First of all, WHY do an interview? For information, of course. Asking questions is the best way to learn.
WHERE do you conduct an interview? At one time, the only choice was to do it in person. Now we have a choice of the "live" interview, telephone, live chat, or email. If choosing either of the first two venues, permission to record (mechanically) is important. I was interviewed by someone from the local newspaper a few months ago. When we sat down, she flipped on a hand-held recorder. I liked that, knowing that my exact words would be a matter of record. Also, because she wasn't busy trying to write everything down, the interview was more like a friendly conversation and put me more at ease.
Finally, HOW does one conduct an interview? It's important to know something about the subject beforehand. That means doing your homework with some research. If it's an on-site situation, the interviewer can pick up clues from the surroundings--pictures, knick-knacks, trophies, books, and so on. It's important to have a list of more questions than there is probably time for--but ask the most pertinent questions first.
Always make sure the interview shines with a positive light--that is, the interviewee knows he won't be hit with a hatchet job. And, of course, always respect privacy and confidentiality. Anything said "off the record" stays that way.
In considering how I, as a writer, might use the interview, the blog interview rose to the top of the list. Below is the interview I created, keeping to the theme of the blog which is Resources for Writers. I hope some or all of you who read the blog will choose to be featured here at The Word Place. Email your answers to email@example.com
Resource Round-Up Blog
1. What genre is the primary focus of your writing? Do you write anything else?
2. Where do you publish?
3. What is your most important and most frequently used resource as you write? (This does not
necessarily have to be a print/online resource.)

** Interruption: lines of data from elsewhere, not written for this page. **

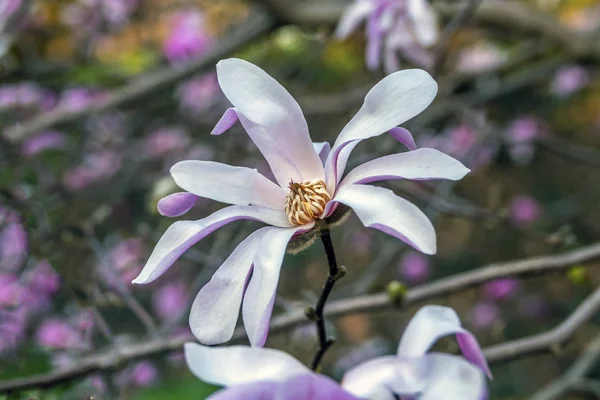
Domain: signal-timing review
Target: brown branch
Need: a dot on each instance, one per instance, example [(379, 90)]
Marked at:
[(150, 83), (119, 357)]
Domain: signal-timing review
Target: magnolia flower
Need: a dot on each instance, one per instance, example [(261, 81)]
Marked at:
[(262, 374), (309, 188), (406, 26), (412, 370)]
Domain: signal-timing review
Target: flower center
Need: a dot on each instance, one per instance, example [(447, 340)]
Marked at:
[(306, 201)]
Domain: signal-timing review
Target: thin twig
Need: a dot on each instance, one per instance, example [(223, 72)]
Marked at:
[(334, 274), (115, 358)]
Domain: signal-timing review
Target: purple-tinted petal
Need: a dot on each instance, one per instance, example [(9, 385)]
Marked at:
[(421, 164), (353, 16), (183, 234), (381, 209), (233, 185), (260, 293), (216, 307), (176, 204), (311, 387), (263, 390), (228, 119), (403, 136), (394, 100), (273, 119), (235, 365)]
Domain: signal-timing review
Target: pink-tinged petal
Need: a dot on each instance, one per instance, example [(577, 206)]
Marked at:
[(383, 377), (235, 365), (263, 390), (260, 293), (229, 118), (381, 209), (353, 16), (394, 100), (176, 204), (216, 307), (453, 378), (430, 324), (272, 118), (322, 149), (404, 136), (311, 387), (421, 164), (181, 235), (425, 25), (233, 185)]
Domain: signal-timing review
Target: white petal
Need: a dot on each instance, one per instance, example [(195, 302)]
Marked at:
[(260, 293), (181, 235), (234, 365), (233, 185), (216, 307), (272, 118), (322, 149), (419, 164), (394, 100), (353, 16), (381, 209), (424, 20), (453, 378)]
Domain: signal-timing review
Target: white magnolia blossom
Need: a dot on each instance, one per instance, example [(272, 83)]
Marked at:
[(308, 188)]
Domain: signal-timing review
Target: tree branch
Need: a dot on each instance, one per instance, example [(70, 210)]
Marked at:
[(119, 357)]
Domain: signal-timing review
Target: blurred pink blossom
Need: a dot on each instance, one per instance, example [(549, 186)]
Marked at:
[(524, 210), (187, 38), (414, 267)]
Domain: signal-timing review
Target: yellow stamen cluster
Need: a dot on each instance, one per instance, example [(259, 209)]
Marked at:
[(306, 201)]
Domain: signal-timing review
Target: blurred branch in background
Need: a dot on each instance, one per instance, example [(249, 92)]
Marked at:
[(119, 357)]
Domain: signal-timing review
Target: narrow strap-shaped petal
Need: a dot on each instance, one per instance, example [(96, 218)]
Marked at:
[(233, 185), (272, 118), (421, 164), (216, 308), (453, 378), (353, 16), (381, 209), (430, 324), (383, 377), (235, 365), (260, 293), (181, 235), (176, 204), (394, 100)]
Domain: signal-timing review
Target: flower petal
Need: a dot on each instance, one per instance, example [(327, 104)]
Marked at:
[(322, 149), (404, 136), (272, 118), (181, 235), (382, 377), (381, 209), (352, 17), (233, 185), (216, 307), (260, 293), (453, 378), (394, 100), (176, 204), (430, 324), (263, 390), (234, 365), (419, 164)]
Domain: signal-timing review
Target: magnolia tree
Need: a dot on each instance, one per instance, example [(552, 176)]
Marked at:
[(462, 145)]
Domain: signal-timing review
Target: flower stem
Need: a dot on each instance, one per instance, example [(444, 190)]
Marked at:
[(335, 273)]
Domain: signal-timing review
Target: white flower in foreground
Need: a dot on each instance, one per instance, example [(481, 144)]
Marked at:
[(307, 190), (412, 370), (255, 373)]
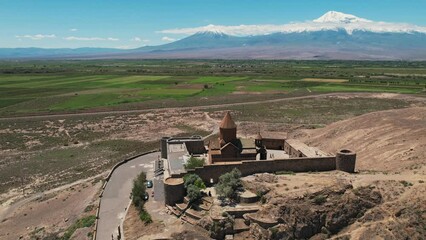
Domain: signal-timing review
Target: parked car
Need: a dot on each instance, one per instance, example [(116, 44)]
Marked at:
[(149, 184)]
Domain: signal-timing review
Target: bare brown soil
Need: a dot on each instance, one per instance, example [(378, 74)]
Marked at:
[(384, 141), (52, 213)]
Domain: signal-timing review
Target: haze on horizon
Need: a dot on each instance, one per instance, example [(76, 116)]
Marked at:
[(128, 24)]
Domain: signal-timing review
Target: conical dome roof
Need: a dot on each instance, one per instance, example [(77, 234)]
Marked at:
[(258, 136), (227, 122)]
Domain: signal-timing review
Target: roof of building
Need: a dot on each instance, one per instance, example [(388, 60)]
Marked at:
[(227, 122), (214, 144), (258, 136), (273, 135), (247, 143)]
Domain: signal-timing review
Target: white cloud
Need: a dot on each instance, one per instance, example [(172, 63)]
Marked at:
[(168, 39), (330, 21), (37, 36), (136, 39), (72, 38), (124, 47)]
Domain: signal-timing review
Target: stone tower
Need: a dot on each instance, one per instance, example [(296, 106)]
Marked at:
[(227, 130)]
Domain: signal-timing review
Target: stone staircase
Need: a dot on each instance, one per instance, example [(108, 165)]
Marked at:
[(158, 167)]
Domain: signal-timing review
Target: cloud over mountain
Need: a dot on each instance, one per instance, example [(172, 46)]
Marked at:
[(330, 21)]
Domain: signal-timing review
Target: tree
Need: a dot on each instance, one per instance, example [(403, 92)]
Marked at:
[(138, 192), (193, 184), (194, 162), (193, 193), (229, 184)]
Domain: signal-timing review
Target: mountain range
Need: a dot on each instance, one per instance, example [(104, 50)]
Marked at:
[(334, 35)]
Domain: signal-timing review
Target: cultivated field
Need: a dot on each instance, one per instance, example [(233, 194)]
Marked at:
[(63, 121), (55, 87)]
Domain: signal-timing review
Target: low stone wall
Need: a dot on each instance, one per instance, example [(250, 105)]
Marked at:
[(213, 171)]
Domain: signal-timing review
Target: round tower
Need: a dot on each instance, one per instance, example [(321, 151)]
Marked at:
[(174, 191), (258, 140), (345, 161), (227, 130)]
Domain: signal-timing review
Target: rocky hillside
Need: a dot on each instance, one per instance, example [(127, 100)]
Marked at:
[(391, 140)]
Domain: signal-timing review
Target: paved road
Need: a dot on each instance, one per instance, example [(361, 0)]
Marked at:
[(115, 198)]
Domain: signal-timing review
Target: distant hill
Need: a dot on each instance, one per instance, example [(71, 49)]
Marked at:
[(332, 36)]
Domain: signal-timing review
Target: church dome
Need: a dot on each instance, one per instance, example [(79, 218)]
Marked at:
[(258, 136)]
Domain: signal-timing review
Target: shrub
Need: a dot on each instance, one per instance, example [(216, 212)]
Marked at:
[(193, 179), (229, 184), (320, 199), (138, 192), (145, 217), (405, 183), (194, 162), (193, 193)]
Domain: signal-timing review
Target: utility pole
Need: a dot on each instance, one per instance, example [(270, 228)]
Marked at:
[(22, 159)]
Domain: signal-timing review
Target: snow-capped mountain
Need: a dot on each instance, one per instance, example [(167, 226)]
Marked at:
[(334, 35), (338, 17)]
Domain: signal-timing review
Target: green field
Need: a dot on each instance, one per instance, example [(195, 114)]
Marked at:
[(70, 86)]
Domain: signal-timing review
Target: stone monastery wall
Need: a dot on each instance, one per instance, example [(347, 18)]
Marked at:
[(213, 171)]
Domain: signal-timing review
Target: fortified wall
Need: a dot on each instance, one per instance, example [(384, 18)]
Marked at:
[(229, 152), (213, 171)]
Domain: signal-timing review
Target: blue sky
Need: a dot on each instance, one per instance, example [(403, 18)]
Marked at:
[(130, 24)]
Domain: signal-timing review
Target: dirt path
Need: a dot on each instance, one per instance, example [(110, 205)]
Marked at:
[(9, 207), (345, 95)]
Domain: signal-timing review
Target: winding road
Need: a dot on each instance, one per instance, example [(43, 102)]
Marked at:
[(116, 196)]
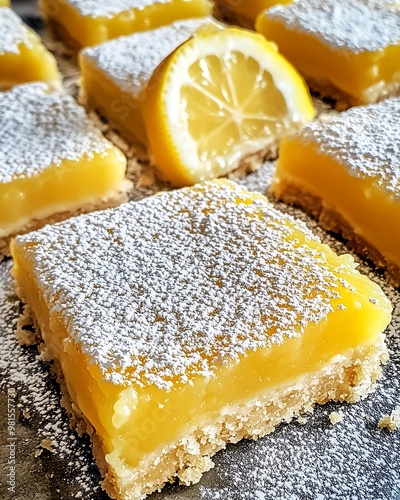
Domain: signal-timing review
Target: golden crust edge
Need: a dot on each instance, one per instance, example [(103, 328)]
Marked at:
[(331, 220), (100, 204), (344, 378)]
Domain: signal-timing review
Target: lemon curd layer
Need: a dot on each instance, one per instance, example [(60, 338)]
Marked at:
[(350, 47), (195, 318), (23, 58), (351, 162), (52, 158), (244, 12), (91, 22), (115, 74)]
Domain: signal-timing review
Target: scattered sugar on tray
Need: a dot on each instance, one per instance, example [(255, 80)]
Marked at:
[(107, 9), (390, 422), (346, 25), (161, 263), (23, 371), (131, 60), (366, 139), (40, 128), (336, 417), (13, 32)]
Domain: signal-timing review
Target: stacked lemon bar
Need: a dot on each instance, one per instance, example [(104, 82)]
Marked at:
[(203, 315), (348, 50), (53, 161), (345, 170), (23, 58), (192, 319), (89, 22)]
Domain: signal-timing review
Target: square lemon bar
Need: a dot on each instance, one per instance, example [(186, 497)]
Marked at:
[(53, 161), (115, 74), (243, 12), (348, 50), (192, 319), (345, 170), (89, 22), (23, 58)]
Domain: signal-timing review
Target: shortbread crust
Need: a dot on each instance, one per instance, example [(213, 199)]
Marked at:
[(343, 169), (53, 160), (185, 218)]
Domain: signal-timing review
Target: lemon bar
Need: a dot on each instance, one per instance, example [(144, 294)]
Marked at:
[(90, 22), (243, 13), (115, 74), (23, 58), (345, 171), (53, 160), (192, 319), (348, 50)]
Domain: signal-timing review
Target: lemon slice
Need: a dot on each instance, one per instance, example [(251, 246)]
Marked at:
[(218, 98)]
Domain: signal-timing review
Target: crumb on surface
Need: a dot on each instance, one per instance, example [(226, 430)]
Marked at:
[(335, 417), (390, 422)]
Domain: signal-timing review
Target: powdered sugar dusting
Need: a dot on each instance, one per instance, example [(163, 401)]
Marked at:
[(353, 25), (182, 281), (106, 8), (40, 128), (26, 378), (131, 60), (365, 139), (13, 32)]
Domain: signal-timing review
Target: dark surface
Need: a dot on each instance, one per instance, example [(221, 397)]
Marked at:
[(352, 460)]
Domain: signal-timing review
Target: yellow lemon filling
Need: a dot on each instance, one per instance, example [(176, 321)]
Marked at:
[(349, 162), (195, 318), (87, 24), (53, 160), (23, 58), (339, 46)]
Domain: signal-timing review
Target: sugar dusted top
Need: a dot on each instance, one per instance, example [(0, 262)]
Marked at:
[(40, 128), (158, 291), (354, 25), (110, 8), (13, 32), (131, 60), (365, 139)]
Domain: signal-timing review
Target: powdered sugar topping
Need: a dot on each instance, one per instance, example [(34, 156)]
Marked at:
[(173, 286), (365, 139), (13, 32), (104, 8), (131, 60), (353, 25), (40, 128)]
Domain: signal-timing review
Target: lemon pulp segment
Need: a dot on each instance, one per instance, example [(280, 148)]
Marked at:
[(87, 24), (185, 321), (338, 44), (23, 58), (115, 74), (219, 98)]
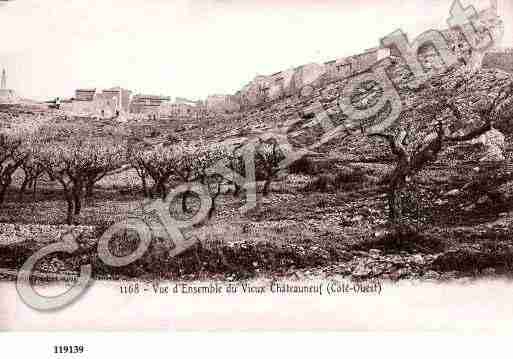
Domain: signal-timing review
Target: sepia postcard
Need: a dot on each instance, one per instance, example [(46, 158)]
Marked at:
[(283, 165)]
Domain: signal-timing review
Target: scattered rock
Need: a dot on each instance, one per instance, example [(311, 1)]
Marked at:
[(489, 271), (431, 275)]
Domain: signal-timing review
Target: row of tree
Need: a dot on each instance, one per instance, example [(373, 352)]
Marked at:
[(78, 162)]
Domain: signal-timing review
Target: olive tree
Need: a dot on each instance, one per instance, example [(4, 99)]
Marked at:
[(449, 109), (12, 155), (77, 164)]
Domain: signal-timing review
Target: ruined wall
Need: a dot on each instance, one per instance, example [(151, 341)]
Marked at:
[(222, 103), (502, 60)]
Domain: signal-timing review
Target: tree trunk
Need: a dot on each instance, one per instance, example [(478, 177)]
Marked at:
[(212, 208), (267, 185), (69, 216), (395, 205), (184, 202), (23, 188), (3, 190), (144, 185), (236, 192), (89, 188), (34, 190)]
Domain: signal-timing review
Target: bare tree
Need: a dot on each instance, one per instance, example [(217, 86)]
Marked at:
[(267, 160), (33, 170), (73, 163), (12, 156)]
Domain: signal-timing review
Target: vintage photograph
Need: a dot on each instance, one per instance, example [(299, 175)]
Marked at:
[(256, 165)]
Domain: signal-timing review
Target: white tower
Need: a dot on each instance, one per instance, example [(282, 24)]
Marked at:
[(4, 80), (495, 6)]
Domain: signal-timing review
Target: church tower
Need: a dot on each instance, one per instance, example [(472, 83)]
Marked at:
[(4, 80), (495, 7)]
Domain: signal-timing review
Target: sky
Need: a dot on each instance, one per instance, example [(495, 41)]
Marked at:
[(193, 48)]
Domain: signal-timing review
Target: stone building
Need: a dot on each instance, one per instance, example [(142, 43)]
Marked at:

4. What resource has been the least helpful to you? Would you recommend it to another writer
with a different focus?
5. Do you consider a special writing place a resource? Why?
6. Can you share a resource you are using/have used for a specific current/past work?
7. Do you have any other resources you would like to share?
8. Do you have a secret resource that you would never share? (Think chefs and top-secret recipes!)
As always, please feel free to post covers and taglines of your books. Covers should be attached as jpegs.
I'll post these interviews as they are received and for as long as they come to my inbox.